The cases were mainly in the district of Tanganyika in the province of Katanga, in Tshopo in Orientale province, in the western district of Maindombe in the province of Bandundu and in the northwestern province of Equateur.
Lubamba said the health zone of Moba in the district of Tanganyika was the worst affected with 500 to 1,000 new cases being registered each year.
At least 697 cases of leprosy were detected in the first six months of the year in the district of Tanganyika, 360 of the cases were reported in Moba, according to official statistics.
"Even if leprosy has been eliminated as a public health problem, efforts to reduce its prevalence in the province should still continue," Lubamba said.
The director of the national leprosy control programme Mputu Luengo said screening for leprosy had been improved in the affected health zones with the infected undergoing treatment that had led to their recovery. This reduced the spread of the disease across the country.
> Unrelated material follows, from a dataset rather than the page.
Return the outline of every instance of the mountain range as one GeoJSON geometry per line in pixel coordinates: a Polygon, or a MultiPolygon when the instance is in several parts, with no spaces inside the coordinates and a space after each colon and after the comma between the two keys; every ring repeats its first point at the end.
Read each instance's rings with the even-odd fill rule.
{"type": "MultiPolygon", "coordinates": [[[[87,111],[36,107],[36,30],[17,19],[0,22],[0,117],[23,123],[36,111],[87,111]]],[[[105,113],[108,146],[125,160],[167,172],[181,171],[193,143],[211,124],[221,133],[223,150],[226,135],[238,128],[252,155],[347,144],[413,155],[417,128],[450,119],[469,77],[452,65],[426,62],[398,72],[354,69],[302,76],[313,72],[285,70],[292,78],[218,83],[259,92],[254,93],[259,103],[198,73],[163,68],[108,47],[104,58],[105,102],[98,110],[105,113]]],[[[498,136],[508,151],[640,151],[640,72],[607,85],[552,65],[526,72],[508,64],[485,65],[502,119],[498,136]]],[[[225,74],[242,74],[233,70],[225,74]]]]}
Luengo said a leprosy screening campaign was underway in the provinces of Bandundu, Equateur, Katanga and Orientale.
There is a high leprosy and tuberculosis prevalence, especially among the indigenous communities, in the districts of Haut-Uele and Bas-Uele in the province of Orientale.
According to the medical coordinator at the National Leprosy and Tuberculosis Centre, Jacques Kumbaluka, a lack of access to health care among the indigenous communities mainly living along the border with Southern Sudan and the Central African Republic had aggravated the prevalence of the disease in the regions.